Artsy and intellectual I guess is what I mean. I have hardly watched any TV at all this week. Now I just have to read a book and I’m set.

I saw Waiting for Godot, the famous samuel Beckett play. It was being put on by Theatre Black Dog at the Balagan Theatre on Capitol Hill. The director and three of the cast memebers were people who were in my Personal Clown class at Freehold.

I have to say I think they did an OK job. This is a hard play to do for experienced actors, and the cast ranged in experience from this was their first play, to having a handful of plays under their belts.

Now I have to say if I they were not in the play, I wouldn’t have gone and seen it. I remember watching the play in high school on video. I thought it was tedious and didn’t make sense. Now that I’m an adult, I thought perhaps I had missed something, being younger and all, perhaps some underlying message had escaped my youthful naivete.

Nope. I still found it tedious and it still didn’t make sense. I could see now where there was deliberate interplay of dialogue. And I sensed the tediousness was inteded to replicate what the characters were feeling. If so, it worked.

Act 1 – The characters are waiting for Godot to show up, who of course doesn’t show. A couple of other people in the form of a landowner and his slave show up for a bit then leave. Act 2 – Repeat the first day with some variations in Groundhog Day-like fashion. (Maybe Bill Murray and Dan Akroyd as Vladimir and Estragon would have worked better for me – Waiting for the Blues Brothers)

At least Bill Murray in Groundhog Day had a problem to solve. He wanted to get out of his situation, and finally did after many tries. Vladimir and Estragon just keep waiting. They talk about leaving but don’t. Entropy I suppose is one of the points of the play.

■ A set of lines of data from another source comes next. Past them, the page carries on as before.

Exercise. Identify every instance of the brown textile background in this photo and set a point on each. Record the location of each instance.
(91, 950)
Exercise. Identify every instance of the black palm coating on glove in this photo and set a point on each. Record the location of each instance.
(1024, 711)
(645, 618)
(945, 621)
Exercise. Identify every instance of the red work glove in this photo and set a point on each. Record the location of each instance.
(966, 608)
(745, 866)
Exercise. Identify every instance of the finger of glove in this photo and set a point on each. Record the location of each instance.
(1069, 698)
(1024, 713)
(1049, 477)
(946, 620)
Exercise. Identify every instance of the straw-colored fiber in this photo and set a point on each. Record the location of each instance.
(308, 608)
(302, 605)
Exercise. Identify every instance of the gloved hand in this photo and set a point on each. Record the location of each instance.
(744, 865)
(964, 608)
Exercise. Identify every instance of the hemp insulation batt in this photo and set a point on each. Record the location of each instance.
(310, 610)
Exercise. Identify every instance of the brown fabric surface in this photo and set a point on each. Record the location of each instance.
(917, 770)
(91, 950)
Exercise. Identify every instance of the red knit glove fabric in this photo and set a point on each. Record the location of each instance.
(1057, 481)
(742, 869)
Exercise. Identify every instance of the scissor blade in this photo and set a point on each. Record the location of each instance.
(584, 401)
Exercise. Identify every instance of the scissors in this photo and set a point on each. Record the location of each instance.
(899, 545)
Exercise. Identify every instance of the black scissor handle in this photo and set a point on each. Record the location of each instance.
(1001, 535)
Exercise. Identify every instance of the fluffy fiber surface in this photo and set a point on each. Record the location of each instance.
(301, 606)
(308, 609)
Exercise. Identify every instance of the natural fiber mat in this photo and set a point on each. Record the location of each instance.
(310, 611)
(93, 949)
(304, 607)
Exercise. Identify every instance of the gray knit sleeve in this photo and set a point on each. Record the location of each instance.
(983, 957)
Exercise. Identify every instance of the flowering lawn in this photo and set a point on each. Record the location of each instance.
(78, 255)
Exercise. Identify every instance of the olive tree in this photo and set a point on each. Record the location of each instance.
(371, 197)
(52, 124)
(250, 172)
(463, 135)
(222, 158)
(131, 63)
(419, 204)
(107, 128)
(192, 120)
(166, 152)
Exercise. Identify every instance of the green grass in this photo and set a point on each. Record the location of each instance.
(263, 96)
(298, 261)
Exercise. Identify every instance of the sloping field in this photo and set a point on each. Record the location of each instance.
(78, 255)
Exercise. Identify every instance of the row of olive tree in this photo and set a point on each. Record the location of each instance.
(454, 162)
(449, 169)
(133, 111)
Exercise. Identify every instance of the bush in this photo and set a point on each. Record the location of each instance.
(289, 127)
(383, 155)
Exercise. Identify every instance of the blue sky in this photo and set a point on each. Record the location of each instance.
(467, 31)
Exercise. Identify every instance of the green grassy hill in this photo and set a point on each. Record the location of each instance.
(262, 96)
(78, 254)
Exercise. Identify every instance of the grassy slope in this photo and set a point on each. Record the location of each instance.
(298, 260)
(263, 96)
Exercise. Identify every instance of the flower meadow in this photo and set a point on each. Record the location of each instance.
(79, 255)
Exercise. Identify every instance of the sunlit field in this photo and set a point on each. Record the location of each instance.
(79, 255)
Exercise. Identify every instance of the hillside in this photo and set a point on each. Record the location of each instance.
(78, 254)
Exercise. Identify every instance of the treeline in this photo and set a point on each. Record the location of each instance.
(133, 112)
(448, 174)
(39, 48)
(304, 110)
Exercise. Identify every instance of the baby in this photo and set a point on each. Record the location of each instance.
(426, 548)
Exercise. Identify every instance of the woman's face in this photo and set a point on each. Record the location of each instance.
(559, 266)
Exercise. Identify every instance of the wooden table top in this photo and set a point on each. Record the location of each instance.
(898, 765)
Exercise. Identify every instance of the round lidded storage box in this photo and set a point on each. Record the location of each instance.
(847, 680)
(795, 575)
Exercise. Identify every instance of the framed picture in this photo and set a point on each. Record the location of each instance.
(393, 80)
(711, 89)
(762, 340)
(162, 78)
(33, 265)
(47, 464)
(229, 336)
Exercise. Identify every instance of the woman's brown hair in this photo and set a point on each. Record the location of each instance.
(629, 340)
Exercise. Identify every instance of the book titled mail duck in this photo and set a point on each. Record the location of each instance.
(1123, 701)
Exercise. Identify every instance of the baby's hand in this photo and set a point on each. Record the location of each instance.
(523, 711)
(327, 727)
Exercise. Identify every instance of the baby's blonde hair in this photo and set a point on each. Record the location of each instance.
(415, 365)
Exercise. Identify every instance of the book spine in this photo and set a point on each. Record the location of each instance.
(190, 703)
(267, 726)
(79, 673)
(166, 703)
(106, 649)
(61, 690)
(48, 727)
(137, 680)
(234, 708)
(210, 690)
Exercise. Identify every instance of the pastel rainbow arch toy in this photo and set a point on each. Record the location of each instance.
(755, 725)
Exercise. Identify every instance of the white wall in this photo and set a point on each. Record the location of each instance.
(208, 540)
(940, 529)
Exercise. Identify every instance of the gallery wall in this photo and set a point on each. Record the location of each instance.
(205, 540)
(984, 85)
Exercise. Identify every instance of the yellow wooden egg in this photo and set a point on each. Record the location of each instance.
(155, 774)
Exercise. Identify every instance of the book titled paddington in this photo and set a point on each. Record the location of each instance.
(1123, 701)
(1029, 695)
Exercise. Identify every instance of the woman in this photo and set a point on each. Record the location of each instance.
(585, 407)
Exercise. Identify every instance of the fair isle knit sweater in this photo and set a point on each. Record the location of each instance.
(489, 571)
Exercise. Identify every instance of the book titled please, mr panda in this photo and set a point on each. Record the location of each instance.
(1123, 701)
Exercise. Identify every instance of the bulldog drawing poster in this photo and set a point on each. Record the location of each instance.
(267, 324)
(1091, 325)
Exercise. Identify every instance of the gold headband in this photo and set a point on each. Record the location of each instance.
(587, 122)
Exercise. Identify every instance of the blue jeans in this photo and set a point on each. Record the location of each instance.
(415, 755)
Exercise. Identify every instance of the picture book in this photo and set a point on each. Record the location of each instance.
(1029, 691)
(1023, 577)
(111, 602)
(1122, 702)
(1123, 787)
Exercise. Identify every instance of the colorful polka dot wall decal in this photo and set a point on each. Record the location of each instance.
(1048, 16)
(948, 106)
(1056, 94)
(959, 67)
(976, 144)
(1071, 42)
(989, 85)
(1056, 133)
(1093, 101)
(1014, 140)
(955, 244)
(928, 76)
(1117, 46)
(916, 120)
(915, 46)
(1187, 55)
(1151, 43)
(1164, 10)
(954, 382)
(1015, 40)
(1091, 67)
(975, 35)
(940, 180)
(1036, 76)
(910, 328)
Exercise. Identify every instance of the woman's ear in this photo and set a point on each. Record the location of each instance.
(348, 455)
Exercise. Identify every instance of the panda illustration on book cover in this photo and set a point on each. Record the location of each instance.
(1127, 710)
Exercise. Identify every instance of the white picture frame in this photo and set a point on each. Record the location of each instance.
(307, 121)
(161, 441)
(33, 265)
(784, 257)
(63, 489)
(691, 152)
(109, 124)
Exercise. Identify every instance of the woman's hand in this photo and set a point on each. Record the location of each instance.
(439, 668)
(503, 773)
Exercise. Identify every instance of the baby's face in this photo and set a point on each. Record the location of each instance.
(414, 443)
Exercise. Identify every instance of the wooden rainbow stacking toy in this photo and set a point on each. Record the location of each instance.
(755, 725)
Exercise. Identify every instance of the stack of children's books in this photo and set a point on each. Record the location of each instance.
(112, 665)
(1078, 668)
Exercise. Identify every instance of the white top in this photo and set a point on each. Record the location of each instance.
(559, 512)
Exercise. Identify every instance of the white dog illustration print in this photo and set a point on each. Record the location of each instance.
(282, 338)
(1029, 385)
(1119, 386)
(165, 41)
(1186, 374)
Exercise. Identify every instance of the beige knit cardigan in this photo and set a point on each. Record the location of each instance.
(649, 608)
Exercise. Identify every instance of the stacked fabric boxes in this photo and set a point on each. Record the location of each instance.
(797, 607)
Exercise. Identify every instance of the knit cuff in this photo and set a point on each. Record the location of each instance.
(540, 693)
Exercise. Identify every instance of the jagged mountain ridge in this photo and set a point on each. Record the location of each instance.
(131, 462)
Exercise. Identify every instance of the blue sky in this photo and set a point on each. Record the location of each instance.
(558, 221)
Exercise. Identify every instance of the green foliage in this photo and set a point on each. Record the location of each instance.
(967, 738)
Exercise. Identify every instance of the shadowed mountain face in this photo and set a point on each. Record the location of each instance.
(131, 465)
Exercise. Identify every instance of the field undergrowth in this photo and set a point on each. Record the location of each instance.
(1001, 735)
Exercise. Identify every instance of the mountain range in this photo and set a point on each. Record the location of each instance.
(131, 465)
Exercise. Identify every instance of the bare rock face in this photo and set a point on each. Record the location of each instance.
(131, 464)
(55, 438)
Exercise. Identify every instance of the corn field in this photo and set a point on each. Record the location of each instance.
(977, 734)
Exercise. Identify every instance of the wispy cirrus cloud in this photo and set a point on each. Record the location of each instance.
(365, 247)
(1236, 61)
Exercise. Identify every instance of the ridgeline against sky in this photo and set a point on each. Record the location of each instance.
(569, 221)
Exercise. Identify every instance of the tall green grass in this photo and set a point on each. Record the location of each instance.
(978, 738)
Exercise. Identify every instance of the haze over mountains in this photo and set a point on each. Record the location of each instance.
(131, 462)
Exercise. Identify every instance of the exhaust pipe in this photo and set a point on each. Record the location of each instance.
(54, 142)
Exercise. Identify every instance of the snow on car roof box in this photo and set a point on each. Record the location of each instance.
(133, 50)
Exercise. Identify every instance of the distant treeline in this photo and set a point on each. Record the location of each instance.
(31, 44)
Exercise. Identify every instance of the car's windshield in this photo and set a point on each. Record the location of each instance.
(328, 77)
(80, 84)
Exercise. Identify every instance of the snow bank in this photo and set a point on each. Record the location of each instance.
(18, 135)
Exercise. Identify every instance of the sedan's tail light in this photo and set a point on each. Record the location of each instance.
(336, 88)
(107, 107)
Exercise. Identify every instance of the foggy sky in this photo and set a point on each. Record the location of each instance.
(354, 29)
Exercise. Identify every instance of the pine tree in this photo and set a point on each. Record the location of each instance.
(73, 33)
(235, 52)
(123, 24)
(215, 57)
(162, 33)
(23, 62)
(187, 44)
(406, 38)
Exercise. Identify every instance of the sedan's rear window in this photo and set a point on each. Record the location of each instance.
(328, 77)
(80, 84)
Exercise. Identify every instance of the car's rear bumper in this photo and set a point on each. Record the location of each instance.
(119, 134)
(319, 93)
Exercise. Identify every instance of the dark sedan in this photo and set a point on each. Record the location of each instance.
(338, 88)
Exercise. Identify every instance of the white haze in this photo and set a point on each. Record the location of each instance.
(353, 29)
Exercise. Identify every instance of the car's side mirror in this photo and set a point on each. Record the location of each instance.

I sort of feel like I do when I see dance. I always feel like I am supposed to “get” it. People dance and wave their arms around, leap this way, roll on each other and the floor, and that is supposed to be symbolic of European opression of the female archetype in post-modern cranial fragmentation.

So on the one hand want to wear my beret and sit in my Coffee House of Intellectuality (take that Starbucks), but on the other hand I feel like if I do that I should “get” Waiting for Godot (or modern dance for that matter), and I don’t.

Maybe that’s why berets went out of style.